Le sénateur républicain John McCain, lors du vote sur des mesures limitant l’accès aux armes automatiques aux Etats-Unis, le 20 juin. | ALEX WONG / AFP

Après la tuerie d’Orlando, en Floride, les députés américains ont d’ores et déjà voté contre quatre amendements renforçant les contrôles sur les ventes des armes à feu. Mais pour les élus républicains, le problème est ailleurs. Un groupe de sénateurs du parti conservateur a déposé un amendement au projet de loi sur le commerce pour renforcer les pouvoirs du FBI en matière de surveillance du Web.

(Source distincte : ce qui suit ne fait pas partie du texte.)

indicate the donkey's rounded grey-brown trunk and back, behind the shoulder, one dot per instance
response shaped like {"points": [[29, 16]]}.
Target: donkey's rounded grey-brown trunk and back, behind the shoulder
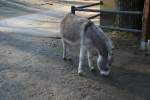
{"points": [[72, 27]]}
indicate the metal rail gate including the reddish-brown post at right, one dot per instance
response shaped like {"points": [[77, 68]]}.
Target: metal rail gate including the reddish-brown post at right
{"points": [[145, 19]]}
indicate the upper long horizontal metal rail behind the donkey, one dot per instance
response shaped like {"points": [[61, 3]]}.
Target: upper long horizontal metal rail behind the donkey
{"points": [[110, 11]]}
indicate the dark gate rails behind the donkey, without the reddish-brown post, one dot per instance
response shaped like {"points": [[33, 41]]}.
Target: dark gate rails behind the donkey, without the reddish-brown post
{"points": [[84, 8]]}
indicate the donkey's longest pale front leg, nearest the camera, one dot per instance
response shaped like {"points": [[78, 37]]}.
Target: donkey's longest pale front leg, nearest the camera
{"points": [[81, 59]]}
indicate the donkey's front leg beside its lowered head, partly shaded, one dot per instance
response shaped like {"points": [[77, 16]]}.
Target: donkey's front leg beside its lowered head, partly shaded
{"points": [[90, 58]]}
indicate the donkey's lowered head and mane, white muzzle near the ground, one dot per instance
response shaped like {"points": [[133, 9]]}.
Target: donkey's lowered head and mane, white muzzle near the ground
{"points": [[105, 58]]}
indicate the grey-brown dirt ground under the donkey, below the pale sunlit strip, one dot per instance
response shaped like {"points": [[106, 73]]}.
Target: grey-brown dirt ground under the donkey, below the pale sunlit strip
{"points": [[32, 68]]}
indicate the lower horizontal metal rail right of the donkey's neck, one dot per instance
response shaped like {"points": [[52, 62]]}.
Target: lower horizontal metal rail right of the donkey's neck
{"points": [[121, 29]]}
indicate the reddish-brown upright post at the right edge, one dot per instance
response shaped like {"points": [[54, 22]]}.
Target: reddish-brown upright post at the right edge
{"points": [[146, 20]]}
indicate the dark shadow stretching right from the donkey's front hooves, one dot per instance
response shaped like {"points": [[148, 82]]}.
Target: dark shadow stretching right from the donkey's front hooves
{"points": [[134, 82]]}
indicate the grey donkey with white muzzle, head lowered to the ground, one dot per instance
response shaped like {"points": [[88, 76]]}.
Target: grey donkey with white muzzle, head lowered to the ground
{"points": [[80, 31]]}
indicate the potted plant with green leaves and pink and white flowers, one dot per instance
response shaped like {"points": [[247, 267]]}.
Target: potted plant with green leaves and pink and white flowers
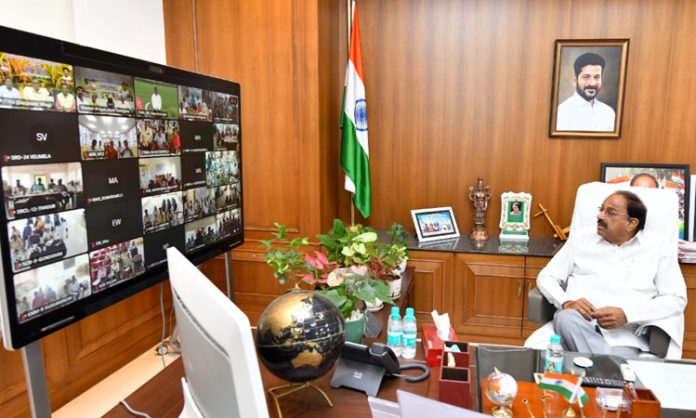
{"points": [[342, 274]]}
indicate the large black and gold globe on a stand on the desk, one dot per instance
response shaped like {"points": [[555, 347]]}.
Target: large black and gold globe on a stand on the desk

Bien avant la tuerie d’Orlando qui a fait 49 morts dans une boîte de nuit gay, le Pulse, la police fédérale américaine réclamait une extension des pouvoirs qui leur sont conférés par les national security letters (« lettres de sécurité nationale », NSL). Ces documents, qui peuvent être émis sans mandat d’un juge, permettent au FBI de demander à une entreprise privée de lui fournir des informations en sa possession – et la personne dont les données sont ainsi collectées n’est pas prévenue. Pendant des années, le FBI s’est servi de cet outil pour réclamer aux opérateurs de télécommunication des factures téléphoniques détaillées, puis des informations sur l’activité Web de suspects : les sites visités, les destinataires des e-mails envoyés…

Utilisation exponentielle des NSL

Mais la jurisprudence a tourné en défaveur du FBI. En 2008, le ministère de la justice américain a diffusé un mémorandum expliquant que les NSL ne pouvaient être utilisées que pour réclamer des factures détaillées de téléphonie, et non pour demander des données Internet. Depuis, le directeur du FBI, James Comey, tempête régulièrement contre ces restrictions qu’il attribue à une « faute de frappe » dans le texte de loi qui définit les usages de ces NSL. Il a tenté à plusieurs reprises de faire modifier la loi pour que ses services puissent de nouveau utiliser ces lettres pour accéder sans mandat aux historiques de navigation Web et aux métadonnées des e-mails.

Les défenseurs des libertés civiles dénoncent depuis des années l’utilisation des NSL, introduites dans les années 1970, et dont l’usage a cru exponentiellement après le 11-Septembre. L’absence de contrôle judiciaire sur ces demandes a conduit à de très nombreux abus, estiment les associations et les élus progressistes, notamment parce que les personnes visées ne savent pas qu’elles font l’objet d’une surveillance, et sont donc dans l’impossibilité de se défendre.

Nombreuses zones d’ombres dans l’enquête

L’amendement renforçant leurs pouvoirs a été déposé par l’ancien candidat à la présidentielle, le sénateur républicain John McCain, qui estimait « qu’après le tragique massacre d’Orlando, il est important que les forces de l’ordre aient tous les outils dont elles ont besoin pour mener leurs enquêtes de contre-terrorisme ». Deux jours après le massacre, le président Barack Obama et le FBI avaient expliqué privilégier la piste d’un « loup solitaire » qui se serait « radicalisé sur Internet ». Une version en grande partie démentie par l’enquête, selon la presse américaine. Omar Mateen, l’auteur de la fusillade abattu par la police lors d’une prise d’otage dans la boîte de nuit, avait été interrogé à deux reprises par le FBI après avoir tenu des propos extrémistes ces dernières années.

Surtout, de nouveaux témoignages rendus publics cette semaine montrent que M. Mateen, qui avait revendiqué l’attaque au nom de l’organisation Etat islamique dans un appel à police-secours durant l’attaque, a pu agir pour des motifs beaucoup plus personnels. Le témoignage de l’ex-compagnon du tueur, diffusé par la télévision américaine mardi, apporte un nouvel éclairage. M. Mateen aurait été lui-même homosexuel, et nourrissait une haine profonde envers la communauté homosexuelle latino-américaine, dont le Pulse est le principal lieu de rendez-vous à Orlando.

Après l’échec du texte à une voix près, les sénateurs républicains ont d’ores et déjà annoncé qu’ils comptaient déposer un deuxième amendement similaire dès que possible.